Du solltest dir also nicht die Frage stellen, was du gegen deine Angst machen kannst. Du solltest dich fragen, was du mit deiner Angst machen kannst. Das gibt dir eine gesündere Perspektive.
Eine Perspektive, aus der du besser im Match handeln kannst.
Roger Federer war dafür berühmt, immer mal wieder eine ordentliche Streuung in den Grundschlägen zu haben. Rafa Nadal ist zu Beginn eines Match sichtlich angespannt und weit weg von seiner Bestform.

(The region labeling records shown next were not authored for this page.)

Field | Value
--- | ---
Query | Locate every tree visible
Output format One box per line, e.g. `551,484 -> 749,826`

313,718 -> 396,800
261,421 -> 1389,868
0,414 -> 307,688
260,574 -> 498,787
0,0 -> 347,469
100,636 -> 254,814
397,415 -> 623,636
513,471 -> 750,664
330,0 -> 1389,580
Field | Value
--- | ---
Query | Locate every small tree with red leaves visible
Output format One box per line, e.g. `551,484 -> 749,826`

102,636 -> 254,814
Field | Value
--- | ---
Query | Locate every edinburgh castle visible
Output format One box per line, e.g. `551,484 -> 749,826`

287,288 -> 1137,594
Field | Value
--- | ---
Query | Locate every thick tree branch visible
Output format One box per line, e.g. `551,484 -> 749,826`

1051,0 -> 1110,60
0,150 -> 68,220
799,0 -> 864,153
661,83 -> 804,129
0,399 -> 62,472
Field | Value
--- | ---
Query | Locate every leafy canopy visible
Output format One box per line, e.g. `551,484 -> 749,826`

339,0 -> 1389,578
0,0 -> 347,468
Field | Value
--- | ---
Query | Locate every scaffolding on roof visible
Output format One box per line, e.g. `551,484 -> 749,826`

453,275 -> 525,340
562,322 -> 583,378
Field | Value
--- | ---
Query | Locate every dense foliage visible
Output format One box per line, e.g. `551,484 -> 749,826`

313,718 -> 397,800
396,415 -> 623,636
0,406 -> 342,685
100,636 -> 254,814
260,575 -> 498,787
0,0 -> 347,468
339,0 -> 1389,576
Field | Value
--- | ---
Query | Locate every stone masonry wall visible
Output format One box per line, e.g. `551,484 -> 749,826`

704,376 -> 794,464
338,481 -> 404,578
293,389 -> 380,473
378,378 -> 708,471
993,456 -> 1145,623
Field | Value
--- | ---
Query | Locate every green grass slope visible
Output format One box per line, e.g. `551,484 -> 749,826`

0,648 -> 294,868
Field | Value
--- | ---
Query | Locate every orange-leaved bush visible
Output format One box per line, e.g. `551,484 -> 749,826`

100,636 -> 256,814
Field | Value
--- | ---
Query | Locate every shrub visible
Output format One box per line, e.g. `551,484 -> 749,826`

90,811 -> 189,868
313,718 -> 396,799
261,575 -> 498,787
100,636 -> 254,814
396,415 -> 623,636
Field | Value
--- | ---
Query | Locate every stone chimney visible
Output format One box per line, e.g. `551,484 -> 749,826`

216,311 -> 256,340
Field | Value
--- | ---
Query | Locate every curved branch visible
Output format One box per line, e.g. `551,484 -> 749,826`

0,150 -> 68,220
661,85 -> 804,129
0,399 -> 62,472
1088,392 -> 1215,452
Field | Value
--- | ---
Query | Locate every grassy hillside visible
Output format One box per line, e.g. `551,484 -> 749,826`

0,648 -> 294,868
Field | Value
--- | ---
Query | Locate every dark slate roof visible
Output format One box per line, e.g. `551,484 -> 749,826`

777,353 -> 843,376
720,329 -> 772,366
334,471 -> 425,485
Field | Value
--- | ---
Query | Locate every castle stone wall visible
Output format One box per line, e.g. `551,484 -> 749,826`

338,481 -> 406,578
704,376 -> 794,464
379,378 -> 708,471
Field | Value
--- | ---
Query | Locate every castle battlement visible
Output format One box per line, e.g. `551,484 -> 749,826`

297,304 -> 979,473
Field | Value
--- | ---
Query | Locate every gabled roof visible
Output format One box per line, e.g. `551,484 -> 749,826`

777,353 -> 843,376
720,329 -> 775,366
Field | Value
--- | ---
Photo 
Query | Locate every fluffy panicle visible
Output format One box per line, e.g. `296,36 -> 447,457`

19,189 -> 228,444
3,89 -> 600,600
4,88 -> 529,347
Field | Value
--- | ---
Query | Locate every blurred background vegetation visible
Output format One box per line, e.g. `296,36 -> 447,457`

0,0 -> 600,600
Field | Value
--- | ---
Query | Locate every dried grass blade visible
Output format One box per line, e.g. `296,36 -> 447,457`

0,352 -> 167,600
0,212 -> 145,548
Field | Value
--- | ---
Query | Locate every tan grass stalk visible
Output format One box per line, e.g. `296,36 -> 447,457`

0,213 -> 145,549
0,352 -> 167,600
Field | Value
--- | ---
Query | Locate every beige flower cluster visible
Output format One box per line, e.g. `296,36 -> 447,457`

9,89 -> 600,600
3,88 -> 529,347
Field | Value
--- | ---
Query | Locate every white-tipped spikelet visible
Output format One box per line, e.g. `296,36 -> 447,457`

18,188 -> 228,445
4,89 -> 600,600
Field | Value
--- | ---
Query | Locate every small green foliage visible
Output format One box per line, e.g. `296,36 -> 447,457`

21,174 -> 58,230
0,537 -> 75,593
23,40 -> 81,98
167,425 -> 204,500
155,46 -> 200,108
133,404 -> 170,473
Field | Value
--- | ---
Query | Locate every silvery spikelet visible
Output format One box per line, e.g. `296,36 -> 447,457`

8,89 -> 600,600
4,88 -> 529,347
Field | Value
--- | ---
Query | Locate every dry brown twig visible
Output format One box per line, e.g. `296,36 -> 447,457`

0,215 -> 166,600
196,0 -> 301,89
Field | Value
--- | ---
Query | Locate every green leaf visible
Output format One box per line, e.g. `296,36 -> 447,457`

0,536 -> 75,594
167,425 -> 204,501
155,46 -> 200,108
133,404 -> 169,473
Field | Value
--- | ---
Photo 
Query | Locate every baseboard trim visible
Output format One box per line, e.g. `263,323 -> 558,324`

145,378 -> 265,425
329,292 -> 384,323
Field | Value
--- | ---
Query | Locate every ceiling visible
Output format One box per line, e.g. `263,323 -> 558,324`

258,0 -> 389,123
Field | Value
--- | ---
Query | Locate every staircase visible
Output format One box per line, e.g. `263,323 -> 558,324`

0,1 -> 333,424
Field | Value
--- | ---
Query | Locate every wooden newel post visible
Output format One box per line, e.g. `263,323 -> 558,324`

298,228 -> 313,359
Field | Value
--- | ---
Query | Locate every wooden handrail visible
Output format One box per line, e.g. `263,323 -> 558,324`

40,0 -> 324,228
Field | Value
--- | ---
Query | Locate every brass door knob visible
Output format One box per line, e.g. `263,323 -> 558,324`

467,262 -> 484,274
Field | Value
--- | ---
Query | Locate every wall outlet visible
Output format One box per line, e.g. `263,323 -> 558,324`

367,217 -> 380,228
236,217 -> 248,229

Und du kennst mindestens fünf Spieler in deinem Verein, bei denen man mindestens dreimal als Zuschauer sagt:
"Mensch, das passiert dem aber auch immer ...!".
Frau Dr. Saimeh zu wiederkehrenden Verhaltensweisen, die uns bewusst sind, die wir aber trotzdem nicht ändern können:
"Entwicklungsgeschichtlich sind wir Bedürfnis-Wesen. Wir haften an Gewohnheiten, wenn diese uns für eine bestimmte Zeit irgendwie ein gutes Gefühl geben, uns beruhigen, unseren Selbstwert stabilisieren. Das Belohnungszentrum ist gewissermaßen der Gegenspieler unserer Vernunft. Wir tun Dinge, weil wir emotional etwas davon haben. Wir wollen genießen und knüpfen die Vorstellung von Genuss auch an Problemverhalten.".
Sehr schön und treffend finde ich den Satz:
"Das Belohnungszentrum ist gewissermaßen der Gegenspieler unserer Vernunft".
Ich habe früher zig Spielsituationen verbockt, in denen ich die Kugel nur noch hätte in das offene Feld schieben müssen. Aber nein, das wäre zu einfach gewesen. Es musste der perfekte Drop Shot sein. Der, der nach dem auftippen wieder zurück auf die eigene Seite springt.
Oder die simple Vorhand aus dem Halbfeld.
Der Punkt war schon gelaufen.
Der Gegner winkte bereits ab. Doch anstatt den Ball einfach ins Feld zu heben, musste es der perfekt aussehende Schlag kurz-cross sein, direkt ins T-Feld-Eck.
Vom kurz-cross leiten wir nun zum Fazit über.
Die Antwort fällt eindeutig aus: Nein.
Tennis ist eben mehr als ein paar gute Grundschläge und eine feine Technik. Dein Charakter kommt immer mit auf den Platz und spielt die wichtigsten Ballwechsel aktiv mit. Dein Charakter wiederum, der ist noch viel komplexer als jeder Schlag.
Der größte Denkfehler eines Tennisspielers ist, dass er denkt einen Denkfehler zu haben.
Frau Dr. Nahlah Saimeh konnte durch treffende Formulierungen klarstellen, dass beispielsweise Angst etwas vollkommen normales ist. Du hast durch diesen Artikel hoffentlich andere Sichtweisen auf dich und dein Tennis erhalten.
Du hast allen Grund dich in einem viel besseren Licht zu betrachten. Sei nicht so extrem kritisch mit dir und deinen Leistungen. Verzeihe dir schwächere Tage, akzeptiere Niederlagen und verfluche dich nicht ständig, wenn du mal nicht 60 Minuten am Stück perfektes Tennis zeigst.
Wie es so schön heißt:
Sei dir auf dem Platz ein Freund, kein Feind.